Adele (Kimberly Stern) first makes herself known in 1990 when she emerges from the roof door of an Upper West Side Manhattan low-rise she's moved into with hubby Doogy Scabaglio. (Antje Ellermann designed the convincing brick-and-tar-paper locale; Myrna Colley-Lee designed Adele's shapeless sweater and equally shapeless house dress.) Describing Doogy as "the biggest jerk in high school, she explains he's late coming home and she's locked out of the apartment. To kill time, she tells her story to date, which includes background info about having only recently moved from Brooklyn where she works in her tyrannical father's butcher shop.
Returning at dawn six years later to what might be considered "a doll's roof" (in deference to the Henrik Ibsen-esque theme), Adele explains she hasn't slept all night. She is experiencing first-day terrors, because she's taken a wait-staff job at a fancy restaurant in order to support her four-year-old daughter, Sarah, now that the philandering Doogy has died in a truck accident under dubious circumstances She also needs friends,and finds one in Glenn, a gay restaurant manager who helped her land the job.
Adele's next rooftop appearance is in the summer of 2001, when she's bidding farewell to the building and neighborhood. She explains why, mentioning her rise up the eating-establishment ladder. She also reports an on-again-off-again romance with a patron named Scott Wolkowitz.

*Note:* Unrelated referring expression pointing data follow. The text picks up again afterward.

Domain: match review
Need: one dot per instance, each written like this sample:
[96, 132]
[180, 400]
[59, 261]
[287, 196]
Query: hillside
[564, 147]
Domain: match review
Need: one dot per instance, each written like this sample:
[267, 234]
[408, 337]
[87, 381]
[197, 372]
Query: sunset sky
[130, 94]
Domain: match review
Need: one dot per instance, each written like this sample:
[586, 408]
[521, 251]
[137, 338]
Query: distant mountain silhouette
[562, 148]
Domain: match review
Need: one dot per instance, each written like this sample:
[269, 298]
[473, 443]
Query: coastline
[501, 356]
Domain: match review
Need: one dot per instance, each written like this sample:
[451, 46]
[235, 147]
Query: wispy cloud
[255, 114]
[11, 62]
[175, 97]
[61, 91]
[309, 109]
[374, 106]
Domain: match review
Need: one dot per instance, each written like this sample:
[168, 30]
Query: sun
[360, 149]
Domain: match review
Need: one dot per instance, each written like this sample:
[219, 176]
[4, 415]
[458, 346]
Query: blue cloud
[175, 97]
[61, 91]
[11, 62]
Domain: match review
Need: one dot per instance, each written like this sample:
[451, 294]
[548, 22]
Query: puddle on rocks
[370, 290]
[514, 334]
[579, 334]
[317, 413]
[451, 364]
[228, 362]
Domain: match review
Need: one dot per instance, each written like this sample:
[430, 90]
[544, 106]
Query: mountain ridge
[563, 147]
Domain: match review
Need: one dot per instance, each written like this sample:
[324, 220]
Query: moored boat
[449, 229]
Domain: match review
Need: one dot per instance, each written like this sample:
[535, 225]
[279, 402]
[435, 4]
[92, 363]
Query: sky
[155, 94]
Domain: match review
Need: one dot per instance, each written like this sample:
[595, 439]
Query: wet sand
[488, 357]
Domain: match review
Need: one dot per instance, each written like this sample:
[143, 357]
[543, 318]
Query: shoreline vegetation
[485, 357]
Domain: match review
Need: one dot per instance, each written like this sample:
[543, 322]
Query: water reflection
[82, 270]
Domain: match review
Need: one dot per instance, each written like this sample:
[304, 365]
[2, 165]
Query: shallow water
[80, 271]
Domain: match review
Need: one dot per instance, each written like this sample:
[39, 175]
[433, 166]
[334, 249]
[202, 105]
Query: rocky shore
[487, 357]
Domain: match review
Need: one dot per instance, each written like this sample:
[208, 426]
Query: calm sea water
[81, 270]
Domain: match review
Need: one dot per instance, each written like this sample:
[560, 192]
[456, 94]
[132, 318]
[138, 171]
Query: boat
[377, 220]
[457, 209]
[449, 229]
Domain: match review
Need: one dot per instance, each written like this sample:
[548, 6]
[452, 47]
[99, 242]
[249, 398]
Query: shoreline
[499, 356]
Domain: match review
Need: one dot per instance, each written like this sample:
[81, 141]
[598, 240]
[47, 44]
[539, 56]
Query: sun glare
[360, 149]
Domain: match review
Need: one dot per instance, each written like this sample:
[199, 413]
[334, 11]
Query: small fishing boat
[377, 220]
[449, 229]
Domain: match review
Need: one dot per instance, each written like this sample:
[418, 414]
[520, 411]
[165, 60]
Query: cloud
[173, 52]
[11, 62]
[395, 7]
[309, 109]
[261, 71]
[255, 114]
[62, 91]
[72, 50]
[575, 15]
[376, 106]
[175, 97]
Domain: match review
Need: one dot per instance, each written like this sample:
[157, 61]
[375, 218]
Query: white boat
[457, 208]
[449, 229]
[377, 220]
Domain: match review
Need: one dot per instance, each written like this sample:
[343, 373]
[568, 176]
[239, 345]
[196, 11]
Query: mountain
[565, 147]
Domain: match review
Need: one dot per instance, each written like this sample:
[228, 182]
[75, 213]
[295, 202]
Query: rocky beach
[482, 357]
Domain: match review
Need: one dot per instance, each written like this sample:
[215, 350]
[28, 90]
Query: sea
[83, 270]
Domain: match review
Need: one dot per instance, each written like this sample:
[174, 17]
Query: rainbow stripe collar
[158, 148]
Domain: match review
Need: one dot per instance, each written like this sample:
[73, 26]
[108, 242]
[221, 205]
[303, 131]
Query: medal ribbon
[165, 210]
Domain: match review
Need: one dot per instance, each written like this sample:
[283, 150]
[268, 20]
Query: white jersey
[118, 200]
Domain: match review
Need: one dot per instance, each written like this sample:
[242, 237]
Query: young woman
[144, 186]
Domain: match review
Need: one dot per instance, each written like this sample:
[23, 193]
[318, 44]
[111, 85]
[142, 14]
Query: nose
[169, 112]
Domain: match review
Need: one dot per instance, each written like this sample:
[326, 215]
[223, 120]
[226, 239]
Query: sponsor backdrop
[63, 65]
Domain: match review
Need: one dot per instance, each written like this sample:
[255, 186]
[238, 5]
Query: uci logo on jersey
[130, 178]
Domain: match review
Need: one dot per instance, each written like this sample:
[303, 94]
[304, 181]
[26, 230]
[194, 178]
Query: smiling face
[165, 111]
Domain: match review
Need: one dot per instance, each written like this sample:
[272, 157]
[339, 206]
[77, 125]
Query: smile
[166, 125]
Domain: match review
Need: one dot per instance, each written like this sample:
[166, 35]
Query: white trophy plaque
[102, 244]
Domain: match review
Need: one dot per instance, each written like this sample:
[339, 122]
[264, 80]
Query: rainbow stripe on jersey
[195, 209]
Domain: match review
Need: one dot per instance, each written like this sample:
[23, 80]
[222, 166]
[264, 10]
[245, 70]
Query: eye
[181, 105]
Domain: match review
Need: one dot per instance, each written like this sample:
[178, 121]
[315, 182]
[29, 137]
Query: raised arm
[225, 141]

Whereas serious literature challenges the reader or observer, everything "chick"-oriented is intended to be reassuring; and this is certainly true of Becoming Adele. Although the character encounters set-backs on her home and career path, things eventually come right as rain. Adele may not have the kind of Kirstie Alley weight loss that requires its own blog coverage, but she spiffs herself up admirably through both determination and lucky breaks. Adele's ascending spirits may be predictable, but Stern embodies them with spunk.

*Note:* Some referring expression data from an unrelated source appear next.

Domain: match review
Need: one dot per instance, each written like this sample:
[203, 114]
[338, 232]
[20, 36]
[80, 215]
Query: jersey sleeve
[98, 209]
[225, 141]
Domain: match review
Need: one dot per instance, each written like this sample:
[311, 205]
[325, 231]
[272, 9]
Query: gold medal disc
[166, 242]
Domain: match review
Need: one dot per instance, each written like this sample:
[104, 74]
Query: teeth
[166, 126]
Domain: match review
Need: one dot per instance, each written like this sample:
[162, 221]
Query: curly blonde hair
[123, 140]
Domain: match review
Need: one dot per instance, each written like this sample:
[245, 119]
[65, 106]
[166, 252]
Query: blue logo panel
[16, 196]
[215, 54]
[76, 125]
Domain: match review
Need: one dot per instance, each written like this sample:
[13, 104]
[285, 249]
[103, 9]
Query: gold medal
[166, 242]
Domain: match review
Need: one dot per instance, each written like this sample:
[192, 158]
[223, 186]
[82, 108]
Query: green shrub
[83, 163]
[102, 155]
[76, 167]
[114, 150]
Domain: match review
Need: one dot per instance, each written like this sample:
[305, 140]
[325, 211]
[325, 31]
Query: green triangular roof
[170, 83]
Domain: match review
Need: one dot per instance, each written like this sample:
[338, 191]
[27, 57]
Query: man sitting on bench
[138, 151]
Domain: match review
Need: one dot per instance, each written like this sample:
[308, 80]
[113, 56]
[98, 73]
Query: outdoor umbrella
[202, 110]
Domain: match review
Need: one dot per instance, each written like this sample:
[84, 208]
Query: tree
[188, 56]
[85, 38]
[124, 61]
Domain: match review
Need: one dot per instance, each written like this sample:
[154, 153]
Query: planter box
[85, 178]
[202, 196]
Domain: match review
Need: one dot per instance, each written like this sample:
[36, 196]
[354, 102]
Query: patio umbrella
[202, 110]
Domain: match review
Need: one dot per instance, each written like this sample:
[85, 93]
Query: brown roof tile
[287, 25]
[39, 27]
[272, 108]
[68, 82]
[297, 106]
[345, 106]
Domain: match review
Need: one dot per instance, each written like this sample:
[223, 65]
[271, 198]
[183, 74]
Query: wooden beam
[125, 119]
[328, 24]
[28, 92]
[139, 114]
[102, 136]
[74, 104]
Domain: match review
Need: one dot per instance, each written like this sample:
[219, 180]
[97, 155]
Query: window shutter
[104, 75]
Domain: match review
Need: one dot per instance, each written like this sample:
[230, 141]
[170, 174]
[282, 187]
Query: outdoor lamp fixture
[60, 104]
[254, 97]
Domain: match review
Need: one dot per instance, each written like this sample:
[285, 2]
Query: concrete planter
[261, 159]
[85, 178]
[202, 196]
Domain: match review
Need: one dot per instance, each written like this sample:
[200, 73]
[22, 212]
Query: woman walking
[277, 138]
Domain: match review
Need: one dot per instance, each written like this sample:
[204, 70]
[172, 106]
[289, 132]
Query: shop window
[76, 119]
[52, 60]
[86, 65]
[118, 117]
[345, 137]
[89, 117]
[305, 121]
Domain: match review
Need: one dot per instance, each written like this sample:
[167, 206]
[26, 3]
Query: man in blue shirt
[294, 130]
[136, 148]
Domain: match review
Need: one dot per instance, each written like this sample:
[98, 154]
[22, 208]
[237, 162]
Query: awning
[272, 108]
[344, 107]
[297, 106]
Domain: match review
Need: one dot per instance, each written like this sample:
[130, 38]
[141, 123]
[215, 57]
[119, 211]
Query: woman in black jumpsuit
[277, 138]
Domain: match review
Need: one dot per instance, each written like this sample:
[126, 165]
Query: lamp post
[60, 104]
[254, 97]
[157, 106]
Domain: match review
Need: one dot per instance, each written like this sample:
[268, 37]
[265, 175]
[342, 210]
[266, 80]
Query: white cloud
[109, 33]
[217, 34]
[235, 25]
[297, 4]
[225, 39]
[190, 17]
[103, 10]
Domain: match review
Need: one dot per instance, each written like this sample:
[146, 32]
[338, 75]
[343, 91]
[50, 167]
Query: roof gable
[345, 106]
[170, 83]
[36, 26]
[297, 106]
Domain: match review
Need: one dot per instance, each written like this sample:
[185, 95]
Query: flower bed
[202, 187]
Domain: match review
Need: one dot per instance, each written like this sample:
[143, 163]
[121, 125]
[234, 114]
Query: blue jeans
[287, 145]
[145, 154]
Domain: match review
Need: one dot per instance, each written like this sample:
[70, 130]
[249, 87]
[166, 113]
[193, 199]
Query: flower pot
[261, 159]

Often sounding like a teleconference among Tyne Daly, Tracey Ullman, and Ethel Merman, Stern has the right kind of grit, humor, and New York chutzpah to make Adele believable and sympathetic. Seemingly plain as the grey sweater she wears initially, Stern makes you nod your head in agreement when Adele encounters a woman on a subway who tells her, "You're so young and beautiful." In time, her Adele lives up to the adjective "becoming" as well as to the gerund. And Stern is certainly prepared for the paces director Victor Moag puts her through in accordance with the keep-'em-moving rules of solo shows.